A master's thesis at the College of Engineering, University of Basra, discusses the Medical Image Analysis Using Hybrid Deep Learning for Feature Extraction in Disease Detection

The Master's thesis of researcher Noor Saad Hannoun was discussed at the College of Engineering, University of Basra, Department of Computer Engineering, under the supervision of Professor Dr. Ghaydaa Abdul-Razzaq Suhail, entitled  Medical Image Analysis Using Hybrid Deep Learning for Feature Extraction in Disease Detection
It includes...
‏Medical image analysis has turned out to be a cornerstone of contemporary healthcare, facilitating precise disease detection, anatomical assessment, and treatment planning, as well as clinical decision support through intricate computational analytics. From this perspective, early diagnosis of cancer, particularly lung cancer, plays a very significant role since it has a high mortality rate, along with considerable survival benefits. While promising results from the application of AI and deep learning techniques are anticipated for future medical imaging techniques, many existing techniques in the field face challenges such as inadequate features and representation, as well as the use and integration of smaller datasets and learning strategies, respectively.

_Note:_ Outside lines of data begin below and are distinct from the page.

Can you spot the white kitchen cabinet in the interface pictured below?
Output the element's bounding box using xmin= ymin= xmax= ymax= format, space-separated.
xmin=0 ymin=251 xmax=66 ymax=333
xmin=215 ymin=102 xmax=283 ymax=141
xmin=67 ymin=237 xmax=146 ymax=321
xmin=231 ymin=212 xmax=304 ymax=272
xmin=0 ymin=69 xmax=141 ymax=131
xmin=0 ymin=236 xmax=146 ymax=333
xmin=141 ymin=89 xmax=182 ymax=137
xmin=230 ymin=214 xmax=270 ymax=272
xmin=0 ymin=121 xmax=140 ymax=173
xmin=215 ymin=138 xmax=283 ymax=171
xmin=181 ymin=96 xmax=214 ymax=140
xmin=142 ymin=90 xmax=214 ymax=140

‏This thesis proposes four AI-driven hybrid architectures designed to improve the diagnosis of lung cancer using computed tomography (CT) scans and histopathological images (HIs). First, LCxNet, a new explainable lightweight custom deep learning architecture, is developed for efficient CT-based lung cancer classification. Second, a weight-ensemble hybrid framework, called (LCD-VRD), combined complementary representations from three pre-trained transfer learning models—VGG16, ResNet50V2, and DenseNet121. Third, the HiF-LC framework is developed via integrating handcrafted descriptors, deep learning features, and feature fusion strategies with machine learning classifiers. Hybrid configurations such as HOG-KNN and (LBP+VGG16)-SVM. Finally, the proposed LCxViT architecture combines DenseNet121 feature extraction with a Vision Transformer (ViT) to jointly capture local and global contextual information in histopathological image classification. In closing, this thesis underscores the effectiveness, robustness, and reliability of hybrid deep learning models in cancer diagnosis while opening promising avenues for future research to further advance performance beyond current state-of-the-art approaches.